Tornando alla cronaca, giunti a questo punto del mondiale 2022, le novità che emergono da Montmelò, sfighe d’affidabilità della Ferrari a parte - certo, e mica dico poco - per il resto recano news entusiasmanti, specie dalle parti di Toto Wolff.
La Mercedes W13 è una monoposto salvabile, quanto a competitività. Resterà la peggiore e la meno entusiasmante delle Frecce d’Argento nell’era turboinbrida, di sicuro quella partita meno bene, ma il potenziale della squadra è talmente terrificante che a forza di lavorarci su, questi renderebbero veloce perfino uno scaldabagno.
Quanto a Lewis Hamilton, non solo in questo campionato, ma per la sua epopea stessa di campionissimo, è proprio di giornate così che ha bisogno. Perché dopo anni e anni in cui ha corso con Bottas quale unico rivale e una Mercedes imbattibile in mano, vederlo ora lottare alla grande con una vettura non irresistibile e l’occhio della tigre dalla parte sbagliatissima dei trent’anni, lo rende infinitamente più simpatico, dando soprattutto segnali meravigliosi circa la sua classe e la sua attitudine a voler tornare a lottare per le posizioni che contano davvero, nel minor tempo e nel miglior modo possibile. Per questo Lewis Hamilton, pur solo quinto di fronte al compagno Russell di nuovo a podio, esce alla stragrande dalla graticola di Montmelò. Preparandosi ad affrontare il mondiale da qui in avanti con la consapevolezza che con ogni probabilità per lui e la Mercedes il peggio è passato.

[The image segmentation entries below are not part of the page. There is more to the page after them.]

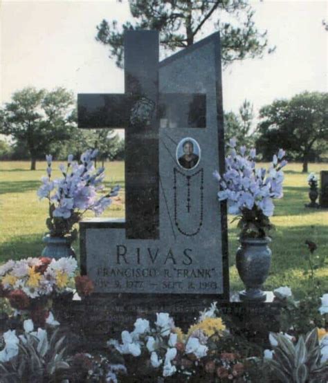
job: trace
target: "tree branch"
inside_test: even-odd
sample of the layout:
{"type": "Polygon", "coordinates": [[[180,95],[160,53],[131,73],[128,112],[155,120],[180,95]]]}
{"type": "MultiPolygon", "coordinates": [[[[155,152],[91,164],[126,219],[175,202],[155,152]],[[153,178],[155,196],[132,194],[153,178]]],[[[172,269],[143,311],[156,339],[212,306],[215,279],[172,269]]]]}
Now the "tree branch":
{"type": "Polygon", "coordinates": [[[199,24],[198,25],[197,28],[194,30],[194,32],[192,32],[192,36],[195,36],[196,34],[198,32],[198,31],[201,28],[201,27],[203,26],[204,23],[206,21],[206,20],[211,17],[212,14],[213,13],[213,12],[217,8],[217,7],[219,6],[219,4],[220,3],[220,0],[217,0],[217,1],[215,1],[215,3],[214,4],[214,6],[212,7],[211,10],[210,10],[210,12],[206,15],[206,16],[205,16],[205,17],[203,19],[203,20],[199,23],[199,24]]]}

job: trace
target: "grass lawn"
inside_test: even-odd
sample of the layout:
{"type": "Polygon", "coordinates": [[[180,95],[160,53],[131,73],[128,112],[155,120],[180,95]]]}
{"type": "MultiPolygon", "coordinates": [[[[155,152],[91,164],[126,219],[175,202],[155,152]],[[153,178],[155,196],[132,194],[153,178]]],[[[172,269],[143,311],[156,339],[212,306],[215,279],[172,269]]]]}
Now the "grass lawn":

Anche se le parole di Toto Wolff, il quale adesso vede addirittura la sfida per l’iride riaperta, sembrano financo belle esagerate. Ma non importa. Ciò che conta è che a Barcellona la Formula Uno, oltre a cambiare seccamente due leadership in altrettanti i campionati in corso, ha pure ritrovato, come effetto collaterale entusiasmante, un grande campione. Mai come ora valido, spendibile e per niente appannato, pronto a far vedere già dal weekend di Monaco che con una vettura a posto può tornare a essere lo stesso leggendario battistrada che aveva ipnotizzato il Gp di Abu Dhabi 2021 e il finalone del mondiale precedente, fino a quella per lui malaugurata Safety-car causata da Latifi. Per questo la morale laterale di Montmelò sta tutta in una riga e mezzo, capace di regalare ulteriori emozioni pensando al presente e, soprattutto al futuro. Bollito non è mica Lewis, ma solo chi ha avuto l’ardire di pensarlo bollito.